Slowing revenue from financial services clients and seasonal factors such as holidays and furloughs in key western markets may cause Tata Consultancy Services to report muted earnings growth for the quarter ending December 31.
Though Q3 tends to be tepid for all IT companies, owing to seasonal trends, TCS Chief Financial Officer Rajesh Gopinathan has indicated that this time round there is heightened weakness in sentiments.
In a conference call with analysts, Gopinathan said: “Let’s say that we were bit more optimistic at the start of the year than what we are today. Compared to where we were last year, the mood is definitely different.” He did not give more details as TCS, which is the country’s biggest IT services provider and largest company by market capitalisation, does not provide guidance.Slowing projects
Sanchit Vir Gogia, founder CEO at advisory firm Greyhound Research, believes that the US general elections, which were conducted in November, resulted in many companies going slow on projects. “As a result of elections, the banking industry in the US has been affected. This, coupled with the impact of holidays and furloughs, has resulted in lower billing for IT companies,” Gogia added.
In addition, Q3 has fewer working days and broad-based furloughs across industries in the US and Europe, key markets for India’s $100 billion-plus outsourcing sector. A furlough is temporary leave given to some employees due to special needs of a company. “We expect the impact of furloughs to be felt in retail, manufacturing and hi-tech verticals. We will get more clarity on the exact impact in the next few weeks,” Gopinathan said, in his customary quarterly briefing with analysts.

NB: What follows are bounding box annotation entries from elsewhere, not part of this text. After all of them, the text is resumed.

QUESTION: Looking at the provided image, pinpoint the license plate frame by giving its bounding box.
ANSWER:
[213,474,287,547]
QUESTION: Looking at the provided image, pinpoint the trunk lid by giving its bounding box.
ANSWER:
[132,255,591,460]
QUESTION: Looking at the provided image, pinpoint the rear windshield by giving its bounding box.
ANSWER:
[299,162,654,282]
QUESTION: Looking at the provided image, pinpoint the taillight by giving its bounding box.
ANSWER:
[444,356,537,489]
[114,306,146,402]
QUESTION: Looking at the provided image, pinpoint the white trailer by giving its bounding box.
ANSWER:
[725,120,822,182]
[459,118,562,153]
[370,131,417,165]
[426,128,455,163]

The company’s numbers may also be hurt by unfavourable cross currency movements. However, the company is not seeing any cancellations or deferments of IT projects. TCS’ play in the insurance space and financial products domain (TCS BaNCS) continues to be under pressure.

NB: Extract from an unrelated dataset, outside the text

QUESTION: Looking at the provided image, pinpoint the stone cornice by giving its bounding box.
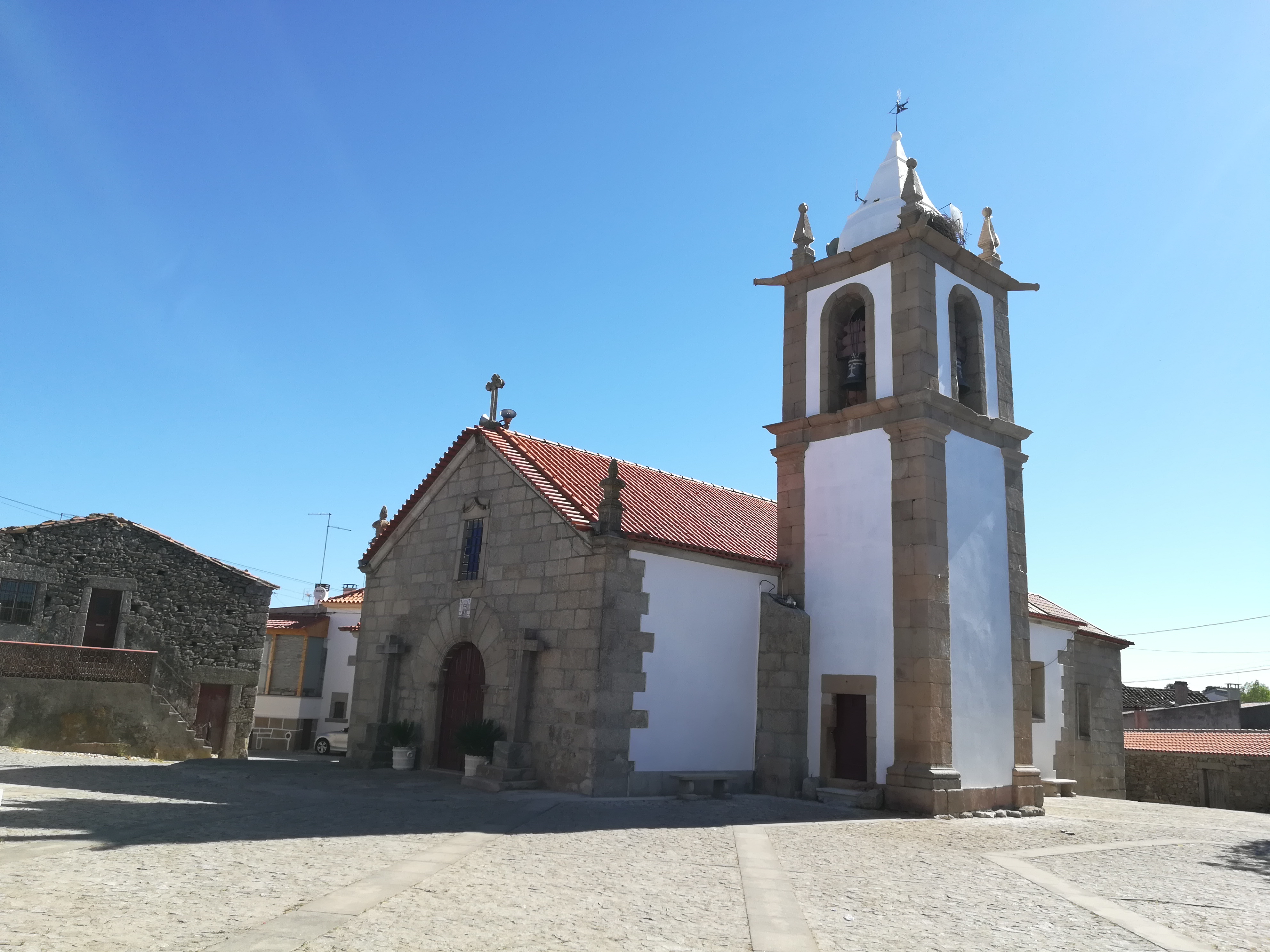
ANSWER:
[763,390,1031,452]
[754,225,1040,291]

Though Gopinathan did not provide specifics, industry watchers say that there is uncertainty over TCS’ $2.2-billion contract with UK-based Friends Life Group. Aviva, the UK’s second-largest insurer, recently said it is buying out Friends Life in a $8.8-billion deal. TCS’ UK-based subsidiary Diligenta was given the administration responsibility for 3.2 million policies of Friends in 2012.

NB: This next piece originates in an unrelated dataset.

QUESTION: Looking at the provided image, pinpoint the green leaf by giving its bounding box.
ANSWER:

“We expect UK to be weak (this quarter), impacted both by seasonal factors and insurance (slowdown). There is ongoing weakness in Diligenta,” said Gopinathan.
On the positive side, smaller verticals such as telecom, energy and utilities are expected to grow faster than the company rate. Ahead of the analyst briefing on Friday, TCS shares fell 1.48 per cent to close at ₹2,455.7 on the BSE.